Telemetry
Telemetry run details of the cluster and scenario
Telemetry Details
We wanted to gather some more insights regarding our Krkn runs that could have been post processed (eg. by a ML model) to have a better understanding about the behavior of the clusters hit by krkn, so we decided to include this as an opt-in feature that, based on the platform (Kubernetes/OCP), is able to gather different type of data and metadata in the time frame of each chaos run.
The telemetry service is currently able to gather several scenario and cluster metadata:
A json named telemetry.json containing:
- Chaos run metadata:
- the duration of the chaos run
- the config parameters with which the scenario has been setup
- any recovery time details (applicable to pod scenarios and node scenarios only)
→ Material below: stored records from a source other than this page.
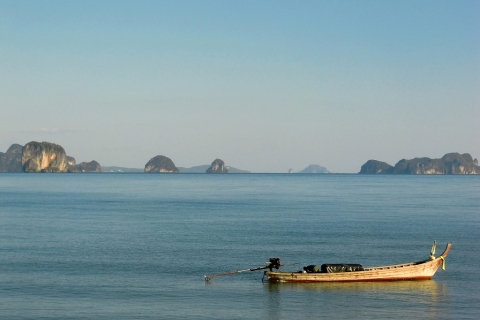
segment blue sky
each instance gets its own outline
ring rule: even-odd
[[[480,158],[480,1],[2,1],[0,151],[358,172]]]

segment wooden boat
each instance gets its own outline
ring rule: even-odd
[[[391,266],[365,268],[363,271],[336,272],[336,273],[304,273],[265,271],[264,277],[269,282],[368,282],[368,281],[401,281],[401,280],[429,280],[442,265],[445,270],[445,258],[450,250],[451,243],[445,251],[435,258],[436,243],[434,242],[430,257],[419,262],[409,262]]]

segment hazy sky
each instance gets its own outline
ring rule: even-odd
[[[0,2],[0,151],[358,172],[480,158],[480,1]]]

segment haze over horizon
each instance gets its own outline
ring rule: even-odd
[[[480,158],[480,1],[2,1],[0,152],[251,172]]]

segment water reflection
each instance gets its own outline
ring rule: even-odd
[[[394,281],[394,282],[349,282],[349,283],[266,283],[265,290],[271,293],[280,291],[323,291],[323,292],[389,292],[422,293],[443,295],[446,287],[443,283],[430,281]]]
[[[447,287],[435,281],[265,283],[268,318],[292,314],[334,318],[444,319]],[[448,318],[448,316],[447,316]]]

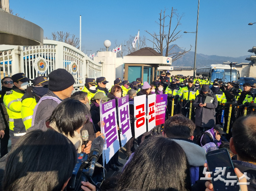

- the exit status of the chaos run
- Cluster metadata:
- Node metadata (architecture, cloud instance type etc.)
- Node counts
- Number and type of objects deployed in the cluster
- Network plugins
- Cluster version
- A partial/full backup of the prometheus binary logs (currently available on OCP only)
- Any firing critical alerts on the cluster
This telemetry JSON is printed at the end of every krkn run and can optionally be stored long-term in Elasticsearch. See Elasticsearch Storage for details on storing and querying telemetry, metrics, and alerts.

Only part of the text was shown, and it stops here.